My automotive companion for these watershed moments has been the Nissan X-trail, and together we've got along famously during the two most important journeys I've ever driven.
Nissan's mid-sized off-roader is certainly no racer, and in 2.0-litre petrol guise what it gains in refinement over the diesel it more than loses in torque.
Pulling away from a roundabout in third gear is a sluggish affair, 70mph feels fast enough on the motorway, and the roll induced by the car's high centre of gravity encourages judicious braking to well below 60mph for bends and curves on favourite A roads.
On the plus side, the car's height makes access extremely easy, an important consideration for my wife in the weeks either side of giving birth, and securing a baby in the back seat involves no awkward bending.
Furthermore, the high seating position delivers the same enhanced view of the road ahead as an MPV, which I find useful when driving and calming when stuck in a jam.

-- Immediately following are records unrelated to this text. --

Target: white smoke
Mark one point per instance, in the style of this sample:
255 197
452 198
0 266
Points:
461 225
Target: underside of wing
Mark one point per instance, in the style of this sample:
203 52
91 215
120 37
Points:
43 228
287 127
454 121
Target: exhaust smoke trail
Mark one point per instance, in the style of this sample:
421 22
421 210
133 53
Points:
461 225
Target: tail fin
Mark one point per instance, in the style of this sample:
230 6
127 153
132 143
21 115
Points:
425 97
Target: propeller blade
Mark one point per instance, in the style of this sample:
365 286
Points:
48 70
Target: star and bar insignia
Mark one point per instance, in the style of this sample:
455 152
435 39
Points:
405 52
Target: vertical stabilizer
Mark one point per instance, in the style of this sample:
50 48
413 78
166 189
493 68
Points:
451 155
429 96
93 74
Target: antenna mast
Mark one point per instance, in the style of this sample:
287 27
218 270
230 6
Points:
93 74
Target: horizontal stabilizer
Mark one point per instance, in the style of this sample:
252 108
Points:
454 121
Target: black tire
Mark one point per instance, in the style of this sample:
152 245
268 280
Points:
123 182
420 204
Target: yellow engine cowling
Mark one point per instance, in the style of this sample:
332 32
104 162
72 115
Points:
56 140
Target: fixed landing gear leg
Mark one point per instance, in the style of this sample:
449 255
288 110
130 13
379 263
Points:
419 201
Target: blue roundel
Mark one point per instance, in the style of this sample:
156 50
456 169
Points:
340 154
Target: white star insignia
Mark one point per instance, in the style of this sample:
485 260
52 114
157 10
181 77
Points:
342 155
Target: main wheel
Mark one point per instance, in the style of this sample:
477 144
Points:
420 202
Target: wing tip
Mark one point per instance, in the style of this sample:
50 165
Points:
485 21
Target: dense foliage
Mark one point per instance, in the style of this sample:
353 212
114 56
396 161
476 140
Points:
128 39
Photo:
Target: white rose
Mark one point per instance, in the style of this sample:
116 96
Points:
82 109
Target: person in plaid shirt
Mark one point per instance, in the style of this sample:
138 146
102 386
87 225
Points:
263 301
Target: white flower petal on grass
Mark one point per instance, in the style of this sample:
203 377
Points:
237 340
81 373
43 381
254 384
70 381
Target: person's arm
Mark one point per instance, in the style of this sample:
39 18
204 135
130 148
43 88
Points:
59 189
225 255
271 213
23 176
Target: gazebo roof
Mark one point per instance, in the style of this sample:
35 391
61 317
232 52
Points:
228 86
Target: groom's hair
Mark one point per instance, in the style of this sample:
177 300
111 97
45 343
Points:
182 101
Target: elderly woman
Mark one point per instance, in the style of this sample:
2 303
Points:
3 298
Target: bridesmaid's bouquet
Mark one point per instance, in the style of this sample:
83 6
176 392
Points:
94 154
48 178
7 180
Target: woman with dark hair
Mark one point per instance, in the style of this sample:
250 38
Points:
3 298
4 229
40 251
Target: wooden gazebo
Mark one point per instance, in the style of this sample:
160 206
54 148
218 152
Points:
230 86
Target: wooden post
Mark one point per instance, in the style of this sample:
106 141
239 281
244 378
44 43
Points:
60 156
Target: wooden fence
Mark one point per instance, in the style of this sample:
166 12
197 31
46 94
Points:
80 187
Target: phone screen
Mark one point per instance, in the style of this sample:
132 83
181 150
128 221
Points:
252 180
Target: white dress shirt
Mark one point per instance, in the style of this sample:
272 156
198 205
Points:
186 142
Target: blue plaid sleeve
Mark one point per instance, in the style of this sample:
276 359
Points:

Where the X-trail scores over MPVs is its feeling of robust-ness. I know all cars go through rigorous crash and safety tests, and there are lightweight cars that still provide exemplary driver and passenger protection, but sometimes it is reassuring to feel a certain 'butch' solidity in a car, via a heavy door clunk, square-jawed bonnet and chunky steering wheel, and the X-trail has all these qualities.
Our test X-trail also offers a particularly well-designed cabin, with a clear instrument binnacle in the centre of the dashboard, easy to use radio (and more complicated multi-feed CD-player), huge sunroof, and two ingenious mini-missile silos for chilling cans of drinks. Perhaps they could be converted to warm bottles of milk?
The flexibility of the rear-seat configuration is first class. The split rear seats fold truly flat and the backs make for a large and easy to clean surface.
The marketing pictures will no doubt show muddy mountain bikes in the back (and there is space), but I'd wager that the lifestyle of more customers involves muddy prams and buggies well before muddy bikes.
The X-trail runs in two-wheel drive mode for most of the time. Four-wheel drive is available on demand by pressing the 'auto' button on the dashboard that engages all four wheels when the car feels it necessary, while there is also a differential lock setting if you need maximum traction to tow a caravan across a muddy field.
The result is that in two-wheel drive mode there is not the fuel consumption penalty of a car running in four-wheel drive all the time.
So all in all I'm glad I've driven the X-trail during the last two weeks, but I do have one concern. If I am driving a 4x4 of this size when my son is just 24 hours old, how big a car will I need for his first school run?